The last step in the crazy mess is to get our custom dictionary up and running.

First, we set up the list of templates in order from most-restrictive to least.

# Just a coupling of data function and basic log message to send
FnRunner = namedtuple("FnData", ['fn', 'log_message'])

decisions = [
    (Template(pred2=['val1']),
     FnRunner(fn=self.process_data_2, log_message='Running data process 2')),
    (Template(pred1='first',
              pred3=[state_management_2.state1, state_management_2.state3, state_management_2.state4],
                    pred4=True),
     FnRunner(fn=self.process_data_1, log_message='Running data process 1'))
# <snip>
]

Then we shove it in an ordered dictionary to preserve the restrictiveness (fun fact, ordered dictionaries are compared in-order)

self.decision_tree = OrderedDict(decisions)

From there, we get the data to compare against and shove it into a Template namedtuple and fire off the comparison:

# get the realtime data to compare against the templates
runner_data = Template(get_decision_data())

# create a noop function if we don't find a lookup in self.decision_tree
runner_noop = FnRunner(fn=lambda *args, **kwargs: RunnerResults(),
                       log_message="Nothing to do, ignoring")

# lookup the correct data runner function to run
# this is where the equality is called and everything is bashed against one another
data_runner_fn = self.decision_tree.get(runner_data, runner_noop)

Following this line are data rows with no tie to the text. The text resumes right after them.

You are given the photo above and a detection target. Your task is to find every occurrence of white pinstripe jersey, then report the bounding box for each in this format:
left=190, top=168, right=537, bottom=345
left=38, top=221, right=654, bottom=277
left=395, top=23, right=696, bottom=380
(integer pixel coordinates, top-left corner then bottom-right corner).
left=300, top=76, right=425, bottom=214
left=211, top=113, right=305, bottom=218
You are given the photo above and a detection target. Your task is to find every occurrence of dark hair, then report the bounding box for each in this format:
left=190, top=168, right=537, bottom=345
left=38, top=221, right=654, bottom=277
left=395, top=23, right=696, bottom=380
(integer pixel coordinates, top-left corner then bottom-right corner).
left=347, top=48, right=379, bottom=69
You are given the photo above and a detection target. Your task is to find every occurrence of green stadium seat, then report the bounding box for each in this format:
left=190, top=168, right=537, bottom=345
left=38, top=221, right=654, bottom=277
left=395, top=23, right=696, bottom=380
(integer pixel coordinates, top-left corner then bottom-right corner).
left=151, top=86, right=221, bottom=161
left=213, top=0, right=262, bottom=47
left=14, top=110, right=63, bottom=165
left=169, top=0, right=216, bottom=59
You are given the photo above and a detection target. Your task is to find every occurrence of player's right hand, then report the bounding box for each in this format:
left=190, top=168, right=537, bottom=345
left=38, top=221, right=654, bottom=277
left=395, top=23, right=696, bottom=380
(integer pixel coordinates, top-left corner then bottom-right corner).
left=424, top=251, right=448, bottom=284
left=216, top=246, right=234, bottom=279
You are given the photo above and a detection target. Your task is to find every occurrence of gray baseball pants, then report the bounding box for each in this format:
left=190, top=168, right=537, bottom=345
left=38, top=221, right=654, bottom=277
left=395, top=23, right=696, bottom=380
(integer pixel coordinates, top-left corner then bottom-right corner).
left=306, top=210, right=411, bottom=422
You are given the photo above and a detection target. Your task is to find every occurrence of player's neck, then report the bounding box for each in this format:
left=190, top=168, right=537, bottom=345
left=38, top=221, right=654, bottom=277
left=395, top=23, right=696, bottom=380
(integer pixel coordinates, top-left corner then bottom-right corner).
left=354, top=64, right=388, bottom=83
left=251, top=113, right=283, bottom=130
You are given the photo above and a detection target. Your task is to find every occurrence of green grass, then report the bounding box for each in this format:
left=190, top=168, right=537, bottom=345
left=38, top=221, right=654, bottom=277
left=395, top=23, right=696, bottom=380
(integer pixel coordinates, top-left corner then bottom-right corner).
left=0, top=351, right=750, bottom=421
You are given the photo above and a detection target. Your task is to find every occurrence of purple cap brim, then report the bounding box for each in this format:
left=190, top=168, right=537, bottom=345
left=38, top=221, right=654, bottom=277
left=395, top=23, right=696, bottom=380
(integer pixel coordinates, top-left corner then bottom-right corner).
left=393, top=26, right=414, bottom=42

# finally, run the function we found
output_data, log_message = data_runner_fn()

Conclusion

Once I was done with all of this crazyness and had a working prototype that passed at least some of the tests I bounced it off of the team. Their reactions were a pretty mixed bag, everything from disbelief that I had actually refactored the if-statement-of-crazy to curiosity at how I had done it.

To be honest, I'm still not 100% satisfied with the result, but the feedback in the following weeks was nothing but positive. This is telling because around the same time, the business logic now encoded in the dictionary changed drastically. This change was estimated to take around 2-4 weeks in the old if statement. In the new one, it was done in 2 days.

I think the increase in productivity speaks for itself.